For example, it has been argued that in order to avoid wasteful road construction, highways should be owned by a privatized corporation and its road investment should be restricted by toll revenues for that corporation. However, that is not the only available institutional arrangement for highway investment, and that might imply high toll levels for users and eventually lead to a decline in industrial competitiveness in Japan.

In some cases, roads as public goods should rather be financed by taxation. At the same time, however, we need some institutional arrangements to avoid excessive competition among local interests over the budget and to make investment decisions responsive to real economic needs. For that purpose, we should delegate decision-making power including the power of taxation to local governments, which are more directly accountable for taxpayers and beneficiaries than the central government is.

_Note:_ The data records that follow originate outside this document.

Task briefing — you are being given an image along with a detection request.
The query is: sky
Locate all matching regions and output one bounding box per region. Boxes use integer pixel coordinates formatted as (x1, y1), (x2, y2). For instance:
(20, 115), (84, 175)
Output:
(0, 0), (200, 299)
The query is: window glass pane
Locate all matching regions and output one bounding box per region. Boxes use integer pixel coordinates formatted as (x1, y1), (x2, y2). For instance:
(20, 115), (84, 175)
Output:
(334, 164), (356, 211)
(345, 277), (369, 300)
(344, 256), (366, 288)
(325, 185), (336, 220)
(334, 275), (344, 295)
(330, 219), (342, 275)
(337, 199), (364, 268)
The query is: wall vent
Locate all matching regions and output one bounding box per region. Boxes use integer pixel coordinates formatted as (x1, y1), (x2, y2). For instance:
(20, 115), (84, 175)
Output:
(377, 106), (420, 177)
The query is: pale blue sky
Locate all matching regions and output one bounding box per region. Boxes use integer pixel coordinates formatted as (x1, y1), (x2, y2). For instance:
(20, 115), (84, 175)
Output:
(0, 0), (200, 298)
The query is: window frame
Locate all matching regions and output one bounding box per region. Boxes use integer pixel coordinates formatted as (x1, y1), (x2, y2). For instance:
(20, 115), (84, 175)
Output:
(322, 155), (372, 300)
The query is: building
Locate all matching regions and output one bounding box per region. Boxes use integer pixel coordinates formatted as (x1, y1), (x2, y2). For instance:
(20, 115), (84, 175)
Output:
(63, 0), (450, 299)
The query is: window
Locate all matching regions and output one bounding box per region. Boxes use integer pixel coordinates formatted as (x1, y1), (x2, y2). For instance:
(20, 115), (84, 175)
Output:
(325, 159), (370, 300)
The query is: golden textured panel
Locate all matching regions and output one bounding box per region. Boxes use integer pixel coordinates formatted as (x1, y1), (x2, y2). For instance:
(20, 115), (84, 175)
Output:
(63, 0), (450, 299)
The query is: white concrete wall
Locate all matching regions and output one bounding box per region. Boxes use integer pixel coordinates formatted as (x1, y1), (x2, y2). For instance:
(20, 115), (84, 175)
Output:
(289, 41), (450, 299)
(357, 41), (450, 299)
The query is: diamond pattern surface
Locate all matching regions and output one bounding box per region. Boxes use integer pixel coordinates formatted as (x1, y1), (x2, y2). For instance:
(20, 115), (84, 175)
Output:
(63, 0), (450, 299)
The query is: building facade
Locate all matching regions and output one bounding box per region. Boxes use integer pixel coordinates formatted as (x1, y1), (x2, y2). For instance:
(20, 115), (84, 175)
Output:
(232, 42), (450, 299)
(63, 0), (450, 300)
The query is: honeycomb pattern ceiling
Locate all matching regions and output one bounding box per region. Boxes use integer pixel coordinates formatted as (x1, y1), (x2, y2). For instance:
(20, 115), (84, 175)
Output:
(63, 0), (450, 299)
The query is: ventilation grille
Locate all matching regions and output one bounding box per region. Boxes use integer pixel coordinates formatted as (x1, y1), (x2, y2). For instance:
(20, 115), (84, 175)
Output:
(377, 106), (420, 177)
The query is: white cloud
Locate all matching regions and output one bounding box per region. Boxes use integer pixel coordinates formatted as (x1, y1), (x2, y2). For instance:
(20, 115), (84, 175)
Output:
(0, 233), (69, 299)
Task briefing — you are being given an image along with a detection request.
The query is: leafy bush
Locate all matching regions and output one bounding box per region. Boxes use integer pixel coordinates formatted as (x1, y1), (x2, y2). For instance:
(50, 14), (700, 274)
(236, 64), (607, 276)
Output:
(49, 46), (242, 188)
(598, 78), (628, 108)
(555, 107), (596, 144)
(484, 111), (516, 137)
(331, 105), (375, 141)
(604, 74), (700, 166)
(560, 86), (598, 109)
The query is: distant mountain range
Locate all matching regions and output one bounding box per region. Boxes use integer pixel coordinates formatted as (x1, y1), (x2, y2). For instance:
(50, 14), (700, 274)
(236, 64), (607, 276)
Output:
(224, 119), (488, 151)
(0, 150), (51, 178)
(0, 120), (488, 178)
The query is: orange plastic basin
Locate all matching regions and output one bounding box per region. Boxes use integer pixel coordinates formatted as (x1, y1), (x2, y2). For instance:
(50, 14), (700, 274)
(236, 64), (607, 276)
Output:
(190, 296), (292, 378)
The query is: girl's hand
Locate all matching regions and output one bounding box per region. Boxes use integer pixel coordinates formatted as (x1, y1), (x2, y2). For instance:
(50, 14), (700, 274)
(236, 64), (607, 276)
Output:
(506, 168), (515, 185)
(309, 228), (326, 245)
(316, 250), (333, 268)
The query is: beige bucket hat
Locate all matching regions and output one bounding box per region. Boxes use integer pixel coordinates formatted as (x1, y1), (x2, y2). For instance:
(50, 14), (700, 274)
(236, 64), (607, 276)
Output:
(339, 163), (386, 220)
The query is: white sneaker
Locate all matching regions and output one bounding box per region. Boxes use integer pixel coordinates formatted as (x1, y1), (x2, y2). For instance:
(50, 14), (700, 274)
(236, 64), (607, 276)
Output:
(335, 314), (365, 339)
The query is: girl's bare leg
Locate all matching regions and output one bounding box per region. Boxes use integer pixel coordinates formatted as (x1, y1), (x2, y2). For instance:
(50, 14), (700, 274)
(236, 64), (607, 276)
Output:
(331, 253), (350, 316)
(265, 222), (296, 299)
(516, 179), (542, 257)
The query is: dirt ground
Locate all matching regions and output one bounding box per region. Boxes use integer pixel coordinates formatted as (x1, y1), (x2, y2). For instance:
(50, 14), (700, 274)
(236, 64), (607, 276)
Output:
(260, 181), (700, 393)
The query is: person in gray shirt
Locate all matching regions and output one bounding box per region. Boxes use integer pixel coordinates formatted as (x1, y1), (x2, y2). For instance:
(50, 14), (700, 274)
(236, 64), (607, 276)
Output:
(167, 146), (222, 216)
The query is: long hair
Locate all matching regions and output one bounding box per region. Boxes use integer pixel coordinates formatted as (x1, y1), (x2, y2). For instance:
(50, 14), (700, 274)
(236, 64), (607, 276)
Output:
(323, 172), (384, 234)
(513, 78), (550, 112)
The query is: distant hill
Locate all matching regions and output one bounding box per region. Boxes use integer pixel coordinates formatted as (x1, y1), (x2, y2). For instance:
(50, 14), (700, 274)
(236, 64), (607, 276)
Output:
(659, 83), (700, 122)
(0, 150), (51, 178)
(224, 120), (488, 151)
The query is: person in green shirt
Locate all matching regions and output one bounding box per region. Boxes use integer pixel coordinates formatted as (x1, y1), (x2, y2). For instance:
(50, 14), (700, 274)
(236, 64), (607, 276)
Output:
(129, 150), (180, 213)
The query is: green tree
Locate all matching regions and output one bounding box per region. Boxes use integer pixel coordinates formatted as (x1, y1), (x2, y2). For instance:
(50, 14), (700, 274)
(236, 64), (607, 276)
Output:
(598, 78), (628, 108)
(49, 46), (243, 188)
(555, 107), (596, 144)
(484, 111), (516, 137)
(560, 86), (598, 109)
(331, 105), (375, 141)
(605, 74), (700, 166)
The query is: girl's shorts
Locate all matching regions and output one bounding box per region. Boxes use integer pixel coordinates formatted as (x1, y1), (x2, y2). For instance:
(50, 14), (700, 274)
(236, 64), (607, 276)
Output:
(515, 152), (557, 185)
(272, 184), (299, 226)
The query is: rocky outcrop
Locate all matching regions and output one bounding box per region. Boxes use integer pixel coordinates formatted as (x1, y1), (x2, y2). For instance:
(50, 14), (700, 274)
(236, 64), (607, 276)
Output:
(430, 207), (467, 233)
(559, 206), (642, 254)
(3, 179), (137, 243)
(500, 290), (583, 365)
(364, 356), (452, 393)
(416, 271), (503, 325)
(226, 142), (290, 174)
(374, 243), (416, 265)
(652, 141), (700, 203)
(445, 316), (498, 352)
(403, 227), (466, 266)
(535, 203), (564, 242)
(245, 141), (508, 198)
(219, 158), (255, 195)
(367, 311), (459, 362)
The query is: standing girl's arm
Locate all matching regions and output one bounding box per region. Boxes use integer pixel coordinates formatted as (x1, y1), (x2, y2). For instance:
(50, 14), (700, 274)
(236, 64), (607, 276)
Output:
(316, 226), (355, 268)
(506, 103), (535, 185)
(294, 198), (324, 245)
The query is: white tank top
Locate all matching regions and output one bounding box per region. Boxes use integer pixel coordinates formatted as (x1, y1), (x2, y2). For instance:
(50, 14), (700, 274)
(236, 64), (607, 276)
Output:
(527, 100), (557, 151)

Judgment by Taxpayers Cum Voters

In order to carry out the reforms mentioned above, it is inevitable to radically realign the roles and relationships among the Cabinet, government ministries, and local governments. It would also require fundamental changes in the relationship between politics and bureaucracy as well as in citizens' attitude as taxpayers and voters. It will not be easy to come by and probably not emerge from the current political or bureaucratic circles, at least voluntarily.

Instead, the choice for the model described above eventually depends on the judgment by taxpayers cum voters, who will probably make such a choice consciously sooner or later. At least such a possibility seems to be indicated by a trend in the results of recent local and supplementary elections. This is what is implied by the new era, which began in 1993, as I mentioned at the outset.

(This is from Professor Aoki's original Japanese article in the January 7, 2003 issue of Nikkei Shinbun.)